Long story short, TSC swooped in and purchased our local shirt wholesaler S&S Sales. We had been buying there for over 13 years. We were all advised nothing would change but 6 months later the closed down the Nashville location. I'm just checking around to see if we can find another local wholesaler to avoid shipping. It was an amazing convenience to run downtown and pick up shirts 2 hours after ordering.

At any rate, I understand that's how businesses grow. Just need another local distributor.

Thanks a ton for any help.


----------



## ktillis

Did you ever find another source for shirts in Nashville area?


----------



## demarrisgene

Yes, we took a blow once they closed and the shipping is so expensive from Alabama.
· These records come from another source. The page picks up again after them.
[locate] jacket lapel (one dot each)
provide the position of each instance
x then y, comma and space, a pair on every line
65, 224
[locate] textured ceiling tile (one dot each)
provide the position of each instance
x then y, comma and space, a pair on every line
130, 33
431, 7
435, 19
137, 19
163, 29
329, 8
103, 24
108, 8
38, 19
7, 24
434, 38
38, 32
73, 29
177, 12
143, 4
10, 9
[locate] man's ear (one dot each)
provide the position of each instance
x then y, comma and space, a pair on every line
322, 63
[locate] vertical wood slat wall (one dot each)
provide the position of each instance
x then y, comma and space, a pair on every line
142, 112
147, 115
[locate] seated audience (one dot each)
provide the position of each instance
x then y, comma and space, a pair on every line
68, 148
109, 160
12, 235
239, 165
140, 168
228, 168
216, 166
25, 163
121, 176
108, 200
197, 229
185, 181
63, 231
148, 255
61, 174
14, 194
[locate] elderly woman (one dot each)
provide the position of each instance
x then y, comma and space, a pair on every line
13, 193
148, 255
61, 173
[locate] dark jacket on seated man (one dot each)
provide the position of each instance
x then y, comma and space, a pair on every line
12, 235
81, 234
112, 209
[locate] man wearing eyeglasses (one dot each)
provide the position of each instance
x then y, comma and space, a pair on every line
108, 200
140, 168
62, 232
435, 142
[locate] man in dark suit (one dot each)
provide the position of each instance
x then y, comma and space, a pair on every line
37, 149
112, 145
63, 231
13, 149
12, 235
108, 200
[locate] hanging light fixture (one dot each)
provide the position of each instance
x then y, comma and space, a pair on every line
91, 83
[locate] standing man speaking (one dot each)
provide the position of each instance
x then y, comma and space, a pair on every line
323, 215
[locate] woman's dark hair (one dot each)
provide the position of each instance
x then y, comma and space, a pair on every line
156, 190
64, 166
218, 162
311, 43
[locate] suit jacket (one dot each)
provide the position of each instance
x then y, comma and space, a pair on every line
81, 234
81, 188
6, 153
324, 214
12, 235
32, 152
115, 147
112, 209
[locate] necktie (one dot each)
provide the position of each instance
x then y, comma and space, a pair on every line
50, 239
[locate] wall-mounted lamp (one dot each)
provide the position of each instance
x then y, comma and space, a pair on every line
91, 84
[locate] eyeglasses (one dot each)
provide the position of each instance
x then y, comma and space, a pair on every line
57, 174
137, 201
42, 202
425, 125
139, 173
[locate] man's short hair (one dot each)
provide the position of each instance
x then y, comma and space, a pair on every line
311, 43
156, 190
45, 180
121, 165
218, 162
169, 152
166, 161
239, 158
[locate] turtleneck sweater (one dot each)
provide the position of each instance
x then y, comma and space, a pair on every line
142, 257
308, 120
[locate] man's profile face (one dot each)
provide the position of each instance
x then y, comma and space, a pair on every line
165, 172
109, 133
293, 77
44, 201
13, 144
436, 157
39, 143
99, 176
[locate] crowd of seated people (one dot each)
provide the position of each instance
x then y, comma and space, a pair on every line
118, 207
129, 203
I wish it was another distributor in the Nashville area.


----------



## selanac

Don't they have a Free shipping minimum? Maybe you can start a Co-op to combined orders.


----------



## Logo My Stuff

Would love to see this gain some momentum! The fact that there is no wholesale t-shirt warehouse or supply place in Nashville is crazy! I suppose that if the market warranted them, they would still be here. There was a Nazdar here when we first opened in the nineties and having S&S Sales here was great. At first I thought this thread was asking for wholesale t-shirt printing (which we do), but I was happy to see that others were looking for a wholesale t-shirt place in Nashville. We are north of town so we do order and receive free shipping with bulk from some other places, but all t shirt printers that I know will need shirts asap from time to time. T-shirt printing in Nashville is a pretty big business. Please share any new info if you guys know of another place selling or an new supply houses that open up!


----------



## selanac

Lot's of arts and crafts sell t-shirts. Talk with the manager to offer wholesale pricing. 

Why doesn't one of you start selling t-shirts.


----------



## Logo My Stuff

selanac said:


> Lot's of arts and crafts sell t-shirts. Talk with the manager to offer wholesale pricing.
> 
> Why doesn't one of you start selling t-shirts.
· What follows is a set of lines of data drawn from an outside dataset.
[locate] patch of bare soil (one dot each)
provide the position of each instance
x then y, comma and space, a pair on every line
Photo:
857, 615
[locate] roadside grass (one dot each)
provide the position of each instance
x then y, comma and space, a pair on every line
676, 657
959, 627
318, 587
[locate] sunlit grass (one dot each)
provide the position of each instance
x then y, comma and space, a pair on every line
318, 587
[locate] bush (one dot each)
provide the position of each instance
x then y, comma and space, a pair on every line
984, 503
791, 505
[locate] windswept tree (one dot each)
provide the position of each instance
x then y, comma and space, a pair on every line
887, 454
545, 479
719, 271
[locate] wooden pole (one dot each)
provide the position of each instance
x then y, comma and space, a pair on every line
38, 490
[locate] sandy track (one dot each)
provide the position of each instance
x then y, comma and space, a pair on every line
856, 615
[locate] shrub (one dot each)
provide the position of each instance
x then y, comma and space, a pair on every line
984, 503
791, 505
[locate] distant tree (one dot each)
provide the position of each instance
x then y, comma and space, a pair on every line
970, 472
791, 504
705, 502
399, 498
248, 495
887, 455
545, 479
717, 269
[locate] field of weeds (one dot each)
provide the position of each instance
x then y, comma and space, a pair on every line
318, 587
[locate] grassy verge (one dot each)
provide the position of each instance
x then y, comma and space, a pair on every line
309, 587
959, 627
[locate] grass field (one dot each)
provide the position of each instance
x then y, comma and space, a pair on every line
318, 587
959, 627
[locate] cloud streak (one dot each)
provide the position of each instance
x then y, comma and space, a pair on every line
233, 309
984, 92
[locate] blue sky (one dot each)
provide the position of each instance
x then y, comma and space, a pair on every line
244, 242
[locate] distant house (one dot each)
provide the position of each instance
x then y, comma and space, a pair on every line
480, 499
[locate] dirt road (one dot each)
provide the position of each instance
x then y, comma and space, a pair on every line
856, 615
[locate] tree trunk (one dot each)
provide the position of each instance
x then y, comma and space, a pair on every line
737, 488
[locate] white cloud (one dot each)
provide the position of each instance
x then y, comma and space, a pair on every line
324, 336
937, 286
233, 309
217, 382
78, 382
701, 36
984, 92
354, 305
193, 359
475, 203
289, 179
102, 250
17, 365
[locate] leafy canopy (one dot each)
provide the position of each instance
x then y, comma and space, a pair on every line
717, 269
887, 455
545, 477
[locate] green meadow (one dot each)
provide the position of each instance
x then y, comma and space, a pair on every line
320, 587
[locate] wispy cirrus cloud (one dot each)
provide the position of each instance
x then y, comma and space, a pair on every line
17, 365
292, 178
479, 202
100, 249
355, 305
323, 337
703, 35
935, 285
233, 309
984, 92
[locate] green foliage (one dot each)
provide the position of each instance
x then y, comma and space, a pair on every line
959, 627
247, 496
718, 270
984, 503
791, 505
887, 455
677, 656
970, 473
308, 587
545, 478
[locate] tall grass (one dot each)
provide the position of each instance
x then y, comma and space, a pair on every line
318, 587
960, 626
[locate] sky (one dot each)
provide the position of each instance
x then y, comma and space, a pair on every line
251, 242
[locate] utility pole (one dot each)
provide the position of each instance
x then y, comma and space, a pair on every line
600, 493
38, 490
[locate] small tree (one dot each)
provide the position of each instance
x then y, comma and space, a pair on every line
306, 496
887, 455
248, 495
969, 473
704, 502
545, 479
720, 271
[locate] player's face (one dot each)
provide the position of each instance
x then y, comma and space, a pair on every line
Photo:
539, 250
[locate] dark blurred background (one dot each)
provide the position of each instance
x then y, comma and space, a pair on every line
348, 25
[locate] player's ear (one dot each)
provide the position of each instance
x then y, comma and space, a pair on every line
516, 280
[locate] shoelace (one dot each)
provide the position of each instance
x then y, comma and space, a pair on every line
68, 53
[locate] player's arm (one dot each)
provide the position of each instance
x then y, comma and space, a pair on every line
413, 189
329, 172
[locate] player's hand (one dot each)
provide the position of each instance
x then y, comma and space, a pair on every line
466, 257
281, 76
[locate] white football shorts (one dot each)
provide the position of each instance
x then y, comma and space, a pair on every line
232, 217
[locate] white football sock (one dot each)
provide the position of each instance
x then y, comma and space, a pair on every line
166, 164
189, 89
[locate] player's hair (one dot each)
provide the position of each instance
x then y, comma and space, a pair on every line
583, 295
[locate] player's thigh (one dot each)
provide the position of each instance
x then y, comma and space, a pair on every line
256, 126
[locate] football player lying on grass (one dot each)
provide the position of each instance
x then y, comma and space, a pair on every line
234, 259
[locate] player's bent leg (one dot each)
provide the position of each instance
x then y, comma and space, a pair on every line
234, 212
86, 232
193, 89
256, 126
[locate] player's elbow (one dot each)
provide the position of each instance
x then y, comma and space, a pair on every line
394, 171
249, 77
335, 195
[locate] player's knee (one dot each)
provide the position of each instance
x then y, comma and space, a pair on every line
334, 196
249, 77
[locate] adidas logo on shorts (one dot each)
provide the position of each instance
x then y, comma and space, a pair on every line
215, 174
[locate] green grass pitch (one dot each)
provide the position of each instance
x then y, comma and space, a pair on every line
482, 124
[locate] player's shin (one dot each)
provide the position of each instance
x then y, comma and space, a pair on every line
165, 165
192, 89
 @selanac, Selling is an intriguing idea! Currently we offer contract screen printing , so adding a t-shirt warehouse seems like a no brainer! We are a little ways north of Nashville, so maybe not quite the ideal location for a distribution warehouse.


----------



## mostendorf

TSC did not buy S&S and close it. That was TSF (T-Shirts of Florida) 

TSC has a rep that lives in Hendersonville.


----------



## mavericke9

No issue Im located in Mt Juliet wholesale tshirts


----------



## FYI Promos

I am looking for a tshirt wholesaler in Nashville. Any information would be great!


----------